South-West Staff Stories – David’s story
David Corbin, Equality Diversity and Inclusion and Workforce Race Equality Lead for the South West, shares his story with us below.
You can also watch a video of when David spoke to Patient Voices about his family’s experiences in the UK and how they never gave in, despite the reception they received.
A bit about David’s role in the South-West
My role is to support all the health organisations to meet the projects and deadlines set by the National EDI Team. I’ve become a point of contact for dealing with any issues and sharing best practice. I’m linked to networks across the region, and also on a national level.
I’ve been working in EDI since 2003 and in the NHS since 2008, in a number of different roles.
I really enjoy making positive changes and trying to improve the experiences of our staff in the NHS, and also the experiences of patients, carers and families who access our services.
I’ve met some amazing people in this role and worked on projects that have made a huge difference for individuals and communities.
I applied for this role because I could see that there was a changing and developing landscape focused on EDI and tackling health inequalities and was partially driven by the murder of George Floyd and the unprecedented impact of the Covid-19 pandemic on people and communities who were already vulnerable.
I’ve always prided myself as someone who would step up to the plate when things get tough and I thought I had the skills to be able to make a difference.
I was born in London, and I‘m very proud to be the son of the Windrush Generation. My parents came from Barbados in the 1950’s. Growing up in Tottenham, London wasn’t easy as an Arsenal supporter but even harder being black.

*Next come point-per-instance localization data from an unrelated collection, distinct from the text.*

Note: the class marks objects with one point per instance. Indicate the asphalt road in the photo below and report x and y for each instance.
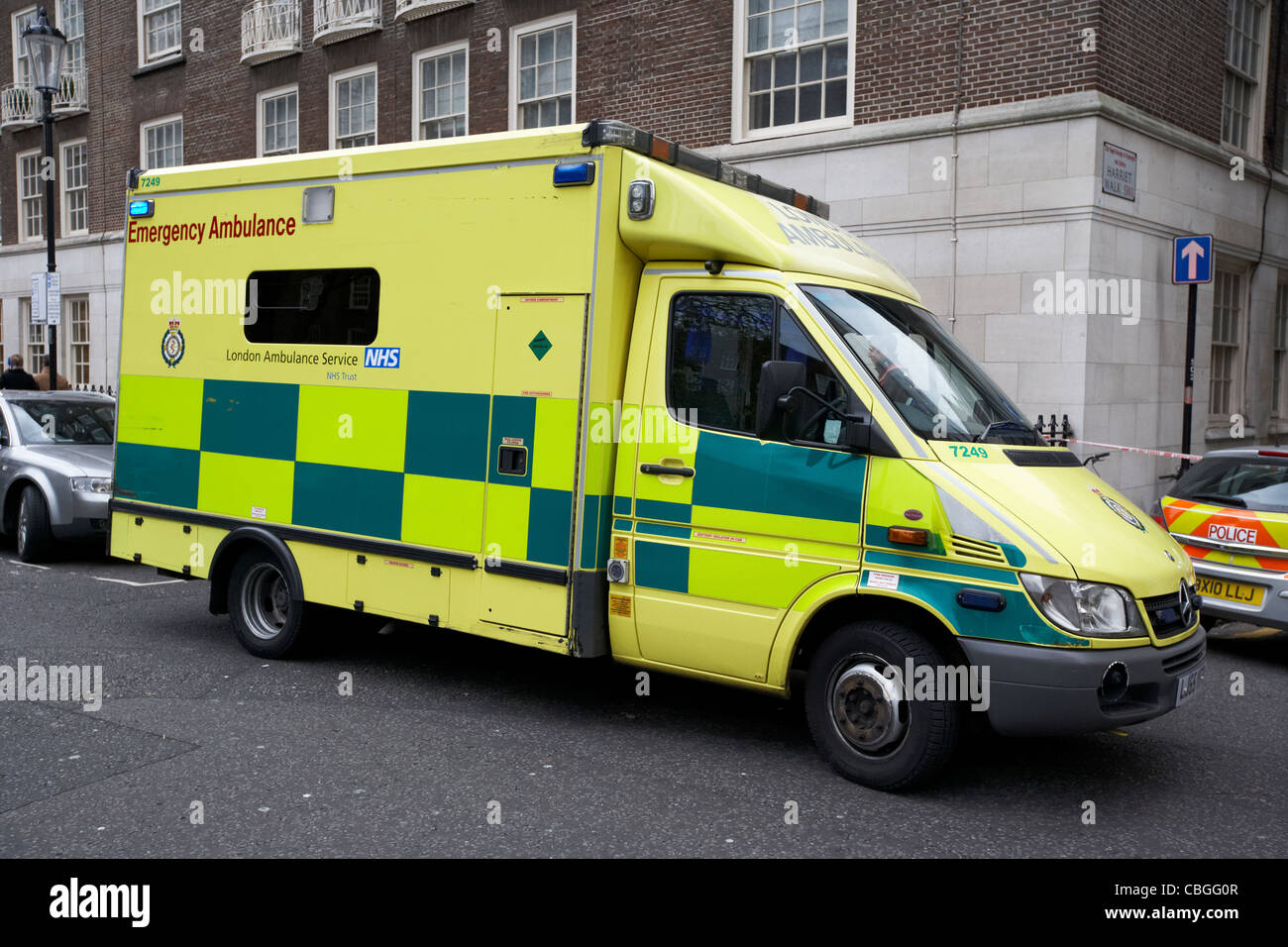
(442, 728)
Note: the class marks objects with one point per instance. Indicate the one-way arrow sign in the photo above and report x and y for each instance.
(1192, 260)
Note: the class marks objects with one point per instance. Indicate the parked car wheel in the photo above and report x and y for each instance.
(35, 536)
(859, 718)
(267, 620)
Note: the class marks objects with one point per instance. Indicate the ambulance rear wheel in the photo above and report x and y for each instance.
(859, 712)
(268, 621)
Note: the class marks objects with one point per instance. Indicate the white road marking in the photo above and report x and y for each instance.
(138, 585)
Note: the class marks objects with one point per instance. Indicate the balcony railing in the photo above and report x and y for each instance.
(270, 29)
(415, 9)
(339, 20)
(20, 105)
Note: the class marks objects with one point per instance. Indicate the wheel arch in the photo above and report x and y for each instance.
(237, 544)
(836, 609)
(13, 499)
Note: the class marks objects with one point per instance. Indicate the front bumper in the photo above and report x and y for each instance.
(88, 514)
(1050, 690)
(1273, 611)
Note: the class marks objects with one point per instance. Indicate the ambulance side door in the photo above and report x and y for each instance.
(729, 528)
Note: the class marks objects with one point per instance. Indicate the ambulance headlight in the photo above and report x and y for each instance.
(640, 198)
(1094, 609)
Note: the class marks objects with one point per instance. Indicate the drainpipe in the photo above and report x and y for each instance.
(952, 213)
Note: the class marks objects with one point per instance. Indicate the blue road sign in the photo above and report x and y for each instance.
(1192, 260)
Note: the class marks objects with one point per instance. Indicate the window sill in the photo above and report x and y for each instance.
(799, 129)
(176, 59)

I had difficulties in School as I’m left-handed and Dyslexic, the attitude of the Police and ‘stop and search’ meant that most of my teenage years were punctuated with Police interventions and also being a victim and a witness to some quite brutal Police activity.
Many of my friends turned to lives of crime and I chose to make the decision to leave London and joined the British Army aged 17½. Initially, for three years, that very quickly turned into 30 years. It was while I was still serving at the Army School of Recruiting in 2003 that I was invited to be trained as an Equality and Diversity Advisor. I’d already been quite vocal about the treatment of Women, Ethnic Minorities and the LGBT+ community in the Army, so it felt like a natural progression.

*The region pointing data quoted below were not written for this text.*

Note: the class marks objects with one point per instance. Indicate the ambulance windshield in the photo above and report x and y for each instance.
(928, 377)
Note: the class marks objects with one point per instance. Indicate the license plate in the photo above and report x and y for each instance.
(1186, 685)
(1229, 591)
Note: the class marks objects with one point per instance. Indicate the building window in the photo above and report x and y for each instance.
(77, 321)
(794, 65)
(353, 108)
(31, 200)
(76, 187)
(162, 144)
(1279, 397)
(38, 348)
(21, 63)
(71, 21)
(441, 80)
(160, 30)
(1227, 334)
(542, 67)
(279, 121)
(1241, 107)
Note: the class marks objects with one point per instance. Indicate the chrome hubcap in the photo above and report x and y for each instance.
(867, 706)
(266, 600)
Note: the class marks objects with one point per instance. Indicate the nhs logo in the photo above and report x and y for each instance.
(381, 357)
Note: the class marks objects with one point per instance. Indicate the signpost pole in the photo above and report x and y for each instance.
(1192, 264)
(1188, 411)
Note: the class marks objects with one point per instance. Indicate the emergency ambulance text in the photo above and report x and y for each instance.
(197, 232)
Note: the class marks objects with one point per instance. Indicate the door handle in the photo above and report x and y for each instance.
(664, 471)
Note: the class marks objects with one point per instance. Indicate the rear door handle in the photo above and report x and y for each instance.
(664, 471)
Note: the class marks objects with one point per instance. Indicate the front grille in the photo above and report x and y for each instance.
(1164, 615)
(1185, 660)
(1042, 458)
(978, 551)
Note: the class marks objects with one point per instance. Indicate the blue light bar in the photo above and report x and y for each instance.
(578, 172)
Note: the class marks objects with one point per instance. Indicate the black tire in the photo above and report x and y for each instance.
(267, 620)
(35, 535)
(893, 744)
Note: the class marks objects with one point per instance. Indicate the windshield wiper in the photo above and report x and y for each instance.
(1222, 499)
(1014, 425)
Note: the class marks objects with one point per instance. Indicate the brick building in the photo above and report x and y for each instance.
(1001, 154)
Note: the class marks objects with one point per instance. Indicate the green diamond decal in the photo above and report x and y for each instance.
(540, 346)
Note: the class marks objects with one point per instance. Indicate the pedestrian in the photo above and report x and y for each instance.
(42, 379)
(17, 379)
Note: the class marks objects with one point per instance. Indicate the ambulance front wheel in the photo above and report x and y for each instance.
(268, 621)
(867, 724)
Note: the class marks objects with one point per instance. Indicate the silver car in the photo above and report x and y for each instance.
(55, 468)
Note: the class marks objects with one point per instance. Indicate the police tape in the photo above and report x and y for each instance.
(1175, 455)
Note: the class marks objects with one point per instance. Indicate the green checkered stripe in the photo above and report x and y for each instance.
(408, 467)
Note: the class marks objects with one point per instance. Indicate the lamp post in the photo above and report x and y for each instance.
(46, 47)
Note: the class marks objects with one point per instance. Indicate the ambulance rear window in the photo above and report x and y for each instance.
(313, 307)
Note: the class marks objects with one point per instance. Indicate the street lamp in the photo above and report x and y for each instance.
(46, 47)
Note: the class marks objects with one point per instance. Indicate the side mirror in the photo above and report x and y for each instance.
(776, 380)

After leaving the Army in 2006 I worked at Weymouth college as the Equality and Diversity Advisor and focused my time working on their Disability Equality Scheme and in-house Equality and Diversity Training. This was a very successful time as I ended up as a College Governor. My mum would have been proud.
I joined the NHS in 2008 when an opportunity arose. I’d been working in partnership with all the EDI Leads in Dorset and thought it was a way to widen my skills and knowledge. I was with Dorset Healthcare for 12 amazing years.
During this time so much had changed around the EDI agenda but as well as a focus internally I also had a role to play in community engagement – working with and supporting diverse communities, even supporting the introduction of Dorset Mental Health Forum and working with South West Dorset Multicultural Network.
I’m currently a Director for Dorset Football association and share my working knowledge of EDI to support many of the Footballing programmes. I’m also a Director for Encompass, a supported living charity in Dorset, for people with learning disabilities and/or mental health.